Roger é capaz de actuar em todo o tipo de pisos, de produzir todo o tipo de efeitos de bola, de criar todo o tipo de ângulos, de executar todo o tipo de pancadas – e ainda inventa quando é necessário. Faz tudo depressa e bem; a prática regular do futebol (hesitou entre ambas as modalidades até aos 13 anos) revelou-se fundamental para o jogo de pés e a extrema rapidez que ostenta no court.

O temperamento também levou a amadurecer. Federer sempre foi calmo e sorridente, mas a sua demanda perfeccionista levava a demonstrações de frustração quando as coisas não lhe saíam bem: partia raquetas e falava consigo próprio em tons menos agradáveis. Em 2001, comprometeu-se a mudar de atitude; desde então, foi acumulando títulos em todas as superfícies (este ano já vai em cinco troféus conseguidos em alcatifa, pisos duros, terra batida e relva!).

A simplicidade de Roger torna-o igualmente adorado por todos – a começar pelo país natal, ao serviço do qual se tem demonstrado invencível na Taça Davis.
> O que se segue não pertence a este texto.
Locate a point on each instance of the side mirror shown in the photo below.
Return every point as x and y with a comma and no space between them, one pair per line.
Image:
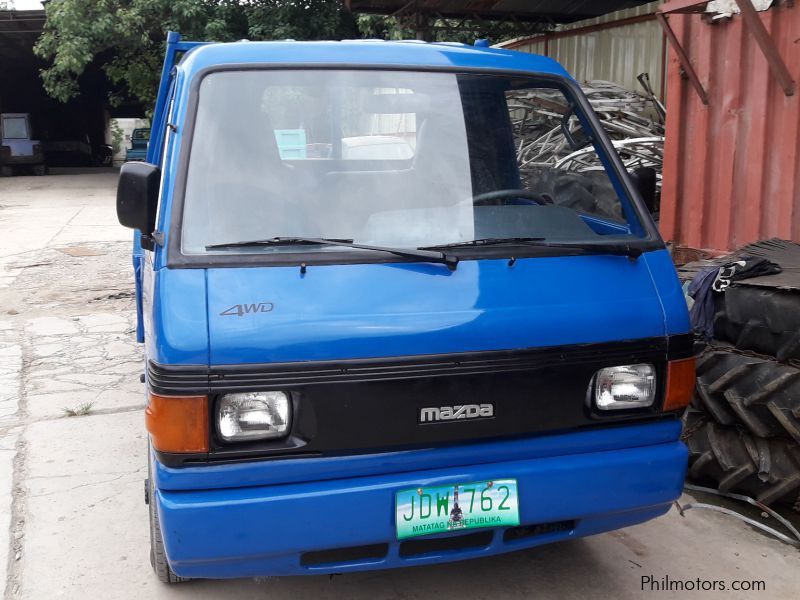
137,198
644,180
Apesar do ar mediterrânico e de o seu nome se pronunciar à maneira inglesa (a mãe é sul-africana), o rapaz de Basileia é encarado como um produto tão suíço como o Rolex Daytona que ostenta no pulso.

Federer é uma espécie de rebelde à maneira helvética – uma rebeldia ‘bon chic, bon genre’. Usa cabelo comprido e deixa a barba por fazer, mas o rabo de cavalo é meticulosamente arranjado e surge sempre impecavelmente equipado com o vestuário mais irreverente da Nike e o melhor modelo de raquete da Wilson (curiosamente, os mesmos ‘fornecedores’ de Sampras). Fomenta também uma célula muito coesa: a namorada Miroslava Vavrinec tem conhecimento das exigências da modalidade por já ter sido tenista profissional e é a relações públicas; o pai é o responsável pelos interesses comerciais; o treinador sueco Peter Lundgren assume igualmente o papel de irmão mais velho.

Todos eles sabem que têm entre mãos um ‘puro sangue’… e que a corrida (aos troféus e aos dólares) só agora começou.